メルヴィンはユノの視線に苦々しく口元を歪め、両手を握り合わせて俯く。
「……俺の口からは詳しく言えない。ただ、もし、元帥の身に何かあったとしたら、俺は真っ先に大佐のことを疑う。そんなことをすれば大佐も今度こそ言い逃れはできないだろうから、大丈夫……だとは思うんだが」
メルヴィンの手は、微かに震えていた。メルヴィンは何かを恐れている。一体何を?
「何……それ。アルベルト様が、ガドラー様を……」
「言うな。それ以上、口にするな」
「………………」
メルヴィンの態度が、ユノに実感を持たせる。
アルベルトは恐ろしい魔王なのだと、深く刷り込まれていく。
本当に?
全部メルヴィンの嘘で、アルベルトはユノの知る温和な優しい人そのままで、メルヴィンこそが大嘘吐きなんじゃないの?メルヴィンのことを信じてもいいの?
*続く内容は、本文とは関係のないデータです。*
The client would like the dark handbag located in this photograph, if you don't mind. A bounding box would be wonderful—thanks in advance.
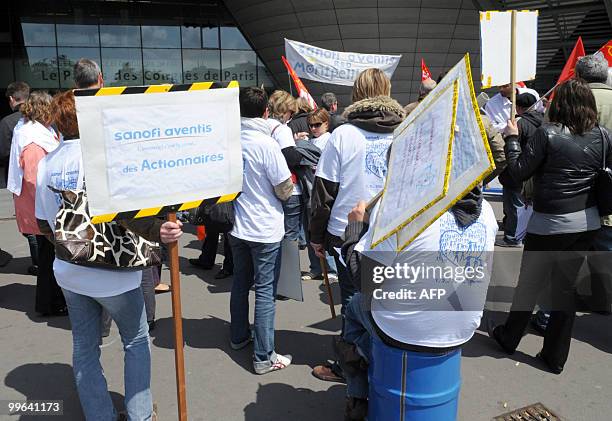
[595,126,612,216]
[189,202,235,232]
[49,186,161,270]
ユノの心が現実逃避を始める。そうだ、これは逃避だ。本当はわかっている。メルヴィンの言葉こそが正しいんだって。
メルヴィンは固く握り合わせた手の上に額を当てると、深くため息を吐き出した。
「大佐をどう思うのかはお前の勝手だ。だが、忘れるなよ。あの人に付いたあだ名は、鬼や悪魔では飽き足らず、『魔王』なんだ。この国で『王』なんて呼び名がつくのは、陛下の他には大佐しかいない。それがどういう意味か、よく考えるんだな」
顔を上げたメルヴィンは、恐怖に顔色を悪くしながらも、ユノを案ずるように瞳を揺らしていた。
ユノは困惑しながらも、フッと微笑む。
「メルヴィンも、親代わりのガドラー様に似たのね」
「はぁ?」
「お人好しでお節介。そうでしょう?」
ユノの言葉に、メルヴィンはぽかんと目を丸くした。
そして、嫌そうに唇を曲げながらも、満更でもなさそうに頬を赤く染める。
「誰が……」
なんとなく、メルヴィンは親というものを知らないような気がした。アルベルトもそうだ。エドワードのような、親に愛されて育った者特有のオーラを感じない。
ユノがメルヴィンに感じていたのは、同族嫌悪の念だったのかもしれない。
ユノは自嘲気味に微笑んで、紅茶に口を付けた。
紅茶はすっかり冷めてしまっていた。